Placing a greater (development policy) focus on the urban dimension
German and international development cooperation organisations are already working in the main host and transit countries to support projects and initiatives in cities and municipalities, and in refugee camps which have developed into quasi cities. Their activities include the (re)construction of schools, pre-schools and hospitals, initiatives to improve energy and water supplies, the promotion of school and training systems for children and young people with accompanying psychosocial support, and measures to improve access to financial services. If we are to increase the long-term benefits for both refugees and local populations, then we need to give greater consideration to the challenges and consequences facing cities:
Local level: local governments, city governments and administrations should be involved from the outset in measures to support refugees and displaced persons. To this end, there is an urgent need for national governments to supply these local authorities with the requisite financial resources. Addi-tionally, technical expertise must be developed, for instance in order to aid local infrastructure plan-ning. Finally, civil society organisations and networks, including networks between refugees and the local population, should also be incorporated into partnerships alongside state partners.
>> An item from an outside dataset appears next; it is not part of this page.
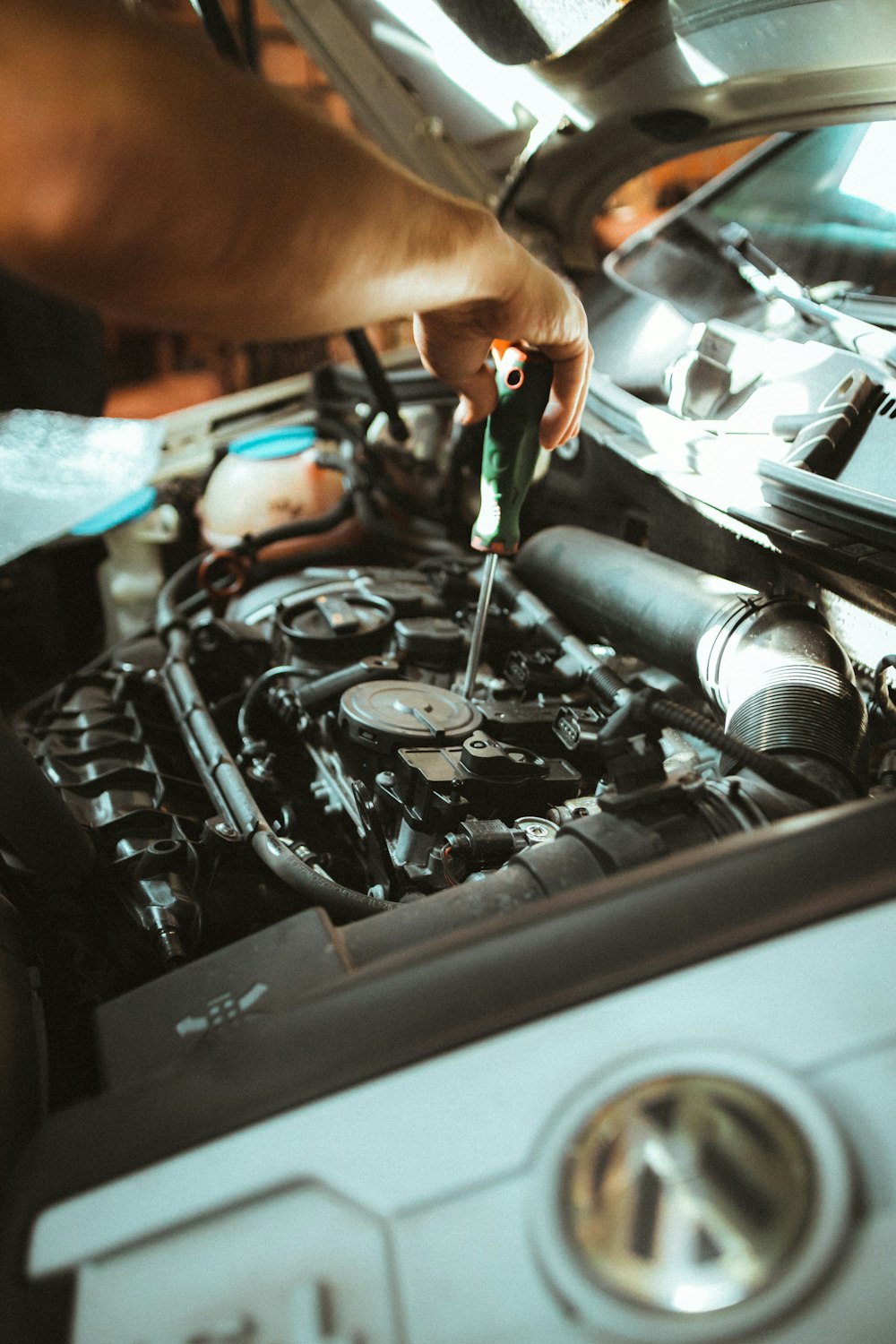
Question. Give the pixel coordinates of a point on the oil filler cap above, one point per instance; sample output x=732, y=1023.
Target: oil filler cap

Social cohesion: given the frequent potential for conflict between refugees/displaced persons and native population groups, any investments, including those in local infrastructure, should provide benefits to the local population from the word go. There is also a need in many cases for conflict management and initiatives for preventing urban violence, for example, among young people.
From management to design: refugee camps are set up to provide short-term, stop-gap solutions for the groups concerned. However, they often become long-term institutions, turning into cities of sorts, but without proper urban structures. Refugee camps should therefore be built or restructured with the aim of enabling people to reside there in dignity and to take control of their own lives. Refugees need employment prospects and the opportunity to play an active role in shaping everyday life in the camps.
By taking greater account of these urban challenges, we could make a decisive contribution to promoting security, democracy and better living conditions in the countries affected by the global refugee crisis.